Scrying is the practice of using a dark surface to focus one's mind and consciousness. Whether images flash through your mind or on the surface, it is said that these images can grant the seer wisdom, or perhaps a hint of what is to come. It is common to use crystal balls for this purpose, but Window Quartz can also be used for this purpose. Window Quartz is a naturally occurring phenomenon: Stones are polished flat on one surface by a river, and this surface can be used for scrying. Mirrors can also be used for this purpose, or a clear bowl of water.
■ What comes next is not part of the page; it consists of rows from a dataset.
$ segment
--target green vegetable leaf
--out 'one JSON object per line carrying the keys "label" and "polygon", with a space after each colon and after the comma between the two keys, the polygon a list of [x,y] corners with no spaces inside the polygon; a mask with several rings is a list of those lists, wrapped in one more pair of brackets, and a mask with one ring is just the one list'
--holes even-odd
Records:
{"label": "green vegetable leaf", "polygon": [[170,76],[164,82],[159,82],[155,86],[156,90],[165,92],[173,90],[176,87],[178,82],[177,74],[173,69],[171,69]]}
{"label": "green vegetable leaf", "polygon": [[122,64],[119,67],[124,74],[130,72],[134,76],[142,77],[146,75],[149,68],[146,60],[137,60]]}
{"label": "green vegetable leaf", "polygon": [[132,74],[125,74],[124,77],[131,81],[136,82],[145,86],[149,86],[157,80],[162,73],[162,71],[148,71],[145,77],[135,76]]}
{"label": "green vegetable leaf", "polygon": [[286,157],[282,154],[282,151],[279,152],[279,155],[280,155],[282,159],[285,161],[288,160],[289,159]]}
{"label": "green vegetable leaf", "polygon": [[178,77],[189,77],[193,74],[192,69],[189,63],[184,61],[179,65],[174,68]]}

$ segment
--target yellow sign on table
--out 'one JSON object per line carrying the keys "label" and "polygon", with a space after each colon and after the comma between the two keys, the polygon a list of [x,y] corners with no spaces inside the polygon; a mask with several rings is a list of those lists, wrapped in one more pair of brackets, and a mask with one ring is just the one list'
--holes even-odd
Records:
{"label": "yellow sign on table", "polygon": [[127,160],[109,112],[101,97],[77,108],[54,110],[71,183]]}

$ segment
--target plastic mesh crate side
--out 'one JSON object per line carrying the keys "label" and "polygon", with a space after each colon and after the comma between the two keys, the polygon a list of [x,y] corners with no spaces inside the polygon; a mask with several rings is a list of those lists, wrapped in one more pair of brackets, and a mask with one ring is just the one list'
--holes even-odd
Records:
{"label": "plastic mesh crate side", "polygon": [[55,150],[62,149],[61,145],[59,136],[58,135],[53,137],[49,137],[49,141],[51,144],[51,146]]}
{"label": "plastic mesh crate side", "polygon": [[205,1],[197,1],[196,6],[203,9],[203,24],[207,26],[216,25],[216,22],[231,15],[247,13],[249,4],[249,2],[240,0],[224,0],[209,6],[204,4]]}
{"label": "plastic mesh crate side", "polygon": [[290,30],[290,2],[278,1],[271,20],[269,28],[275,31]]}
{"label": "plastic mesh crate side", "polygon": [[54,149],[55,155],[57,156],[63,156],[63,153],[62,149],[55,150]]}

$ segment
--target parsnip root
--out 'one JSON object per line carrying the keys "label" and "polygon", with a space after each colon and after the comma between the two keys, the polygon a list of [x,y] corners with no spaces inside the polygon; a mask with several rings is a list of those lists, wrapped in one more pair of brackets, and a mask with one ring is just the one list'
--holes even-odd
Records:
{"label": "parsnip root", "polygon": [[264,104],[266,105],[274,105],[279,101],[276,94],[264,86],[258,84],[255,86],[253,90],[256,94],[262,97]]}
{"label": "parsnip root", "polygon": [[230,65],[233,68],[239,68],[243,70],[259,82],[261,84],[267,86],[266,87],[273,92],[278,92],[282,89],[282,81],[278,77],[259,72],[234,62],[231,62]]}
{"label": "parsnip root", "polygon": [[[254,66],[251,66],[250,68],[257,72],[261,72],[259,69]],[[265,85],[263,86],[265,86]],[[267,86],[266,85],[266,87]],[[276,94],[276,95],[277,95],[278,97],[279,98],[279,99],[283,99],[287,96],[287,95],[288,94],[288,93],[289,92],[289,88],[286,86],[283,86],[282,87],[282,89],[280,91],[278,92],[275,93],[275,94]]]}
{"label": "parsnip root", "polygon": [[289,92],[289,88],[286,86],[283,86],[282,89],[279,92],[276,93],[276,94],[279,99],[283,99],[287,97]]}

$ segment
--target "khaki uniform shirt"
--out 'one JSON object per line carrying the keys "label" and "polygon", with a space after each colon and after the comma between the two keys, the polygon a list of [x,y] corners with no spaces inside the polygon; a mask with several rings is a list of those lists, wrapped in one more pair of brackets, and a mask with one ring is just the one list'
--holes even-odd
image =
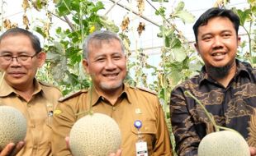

Tea is a great source for this-especially when made with herbs such as Mugwort, which is said to increase wisdom.
Even if you do not practice any art of divination or use any tools to increase wisdom and understanding, Samhain is a perfect time for reflection and seeking greater understanding. Journaling, meditation, and pray during this time of year is a perfect way to explore one's own consciousness and seek greater knowledge and wisdom.
No matter how you mark this special time of year, it is important to give the end of the Harvest Season its own time and attention before jumping right into the winter holidays. In our modern culture, where Christmas decorations go up long before Halloween, let's slow down, enjoy the rest of the falling leaves, and listen to the earth as it curls and and prepares for winter. Take a walk tonight-enjoy the crunch of the leaves and the chill in the air. Make a bonfire, look up at the stars, and reflect on this past year. Remember fondly the summer and fall months, everything you accomplished, and how you grew. Then sit and draw yourself in, mentally and spiritually preparing for the colder, quieter months.